01-30-2020 05:37 PM - edited 01-30-2020 07:25 PM
So the situation I'm in is I want to, along with the rest of the algorithm, divide an integer by another integer, both of which will be defined by the input. Since I know the range of these integers, I'm using a precalculated array to store values I can just multipy the numerator by and then bitshift to get the result. The problem is this array needs to be accessed 300 times over the course of three clock cycles, and the accesses are in no way predictable (e.g it could be accessing a different portion each time, or it could literally be pulling the same part each time). If I am understanding how all this works correctly, that means partitioning it would be useless which is the tough thing since in searching for a solution most of the things I come across are solutions where that pragma is relevant.
So, the way I was trying to do it is, instead of having one array, making a 2D array that holds multiple copies of the same array, partitioning that array in the 1st dimension, and then mapping the different accesses (which are in a loop) to the different copies of the array. This *changed* how it works slightly, but after doing comparisons I'm not sure it actually helped much, which goes against my intuition of how to approach this.
I'm sure I must be missing something here, but in the time I spent looking this is the best way I found to do it so far. So please, if you have any suggestions on how to better address this, let me know. As a quick note interestingly enough it fails in such a way as to need a *faster* interval than I asked for, since I also have a latency max pragma at 3. With the interval at 3, though, the latency goes to 4. So, in addition to the ports, if there are any quick tips on reducing the latency of an array access like this, then I am all ears.
02-03-2020 01:56 AM
Your description does not indicate in detail where the array that's looked up is stored. The behavior will be quite different if the array is in DDR, in BRAM, or in UltraRAM. If you're using DDR, accesses need to be done via one of the AXI ports provided for this (the two or four AXI HP ports (number depends on the model), the ACP or the GP port). In any case, a random access needs 7 cycles to be set up (the reason is tied to the Xilinx AXI mater IP, I asked about it recently at https://forums.xilinx.com/t5/High-Level-Synthesis-HLS/What-is-the-reason-behind-7-wait-states-when-accessing-DDR/td-p/1065864 but didn't get a response). You may be able to pipeline the loop so that the throughput of those accesses is 1 per cycle, but I fail to see how you could get 300 accesses in 3 cycles. You could be able to obtain this with BRAM (or UltraRAM), but then partitioning is key, since each BRAM block is dual ported, and thus you need to spread the 300 accesses over at least 150 blocks (and, more likely, 300). This just doesn't exist in a low-end part such as the Zynq7010. Plus, it will be quite hard to get to work, given your accesses are random.

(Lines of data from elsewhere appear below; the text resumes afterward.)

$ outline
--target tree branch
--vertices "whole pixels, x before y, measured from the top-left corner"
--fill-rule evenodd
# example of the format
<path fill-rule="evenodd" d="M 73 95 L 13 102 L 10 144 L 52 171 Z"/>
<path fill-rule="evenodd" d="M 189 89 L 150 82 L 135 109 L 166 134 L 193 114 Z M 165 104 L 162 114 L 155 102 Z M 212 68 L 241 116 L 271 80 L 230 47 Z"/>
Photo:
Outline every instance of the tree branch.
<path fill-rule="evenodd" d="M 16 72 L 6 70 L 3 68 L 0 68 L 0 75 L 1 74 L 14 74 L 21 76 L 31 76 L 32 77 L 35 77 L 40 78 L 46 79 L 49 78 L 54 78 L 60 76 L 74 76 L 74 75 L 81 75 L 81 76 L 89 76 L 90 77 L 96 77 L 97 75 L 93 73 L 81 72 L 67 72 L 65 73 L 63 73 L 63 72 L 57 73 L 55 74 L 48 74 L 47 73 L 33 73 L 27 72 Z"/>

I would suggest rethinking the approach, 300 irregular accesses in 3 cycles is quite hard to do (if not impossible). If you're doing those just to optimize a division, there are probably better ways to do it. I can't suggest anything more detailed as you are not describing your computation with much clarity.
02-03-2020 02:16 AM
The "correct" way to do it is with a fully-partitioned array, with will result in HLS building at least 100 N-to-1 multiplexers (possibly 300 if it can't figure out how to spread the reads out over the available cycles).
However, I feel like just using a bunch of fast, pipelined dividers might be more efficient.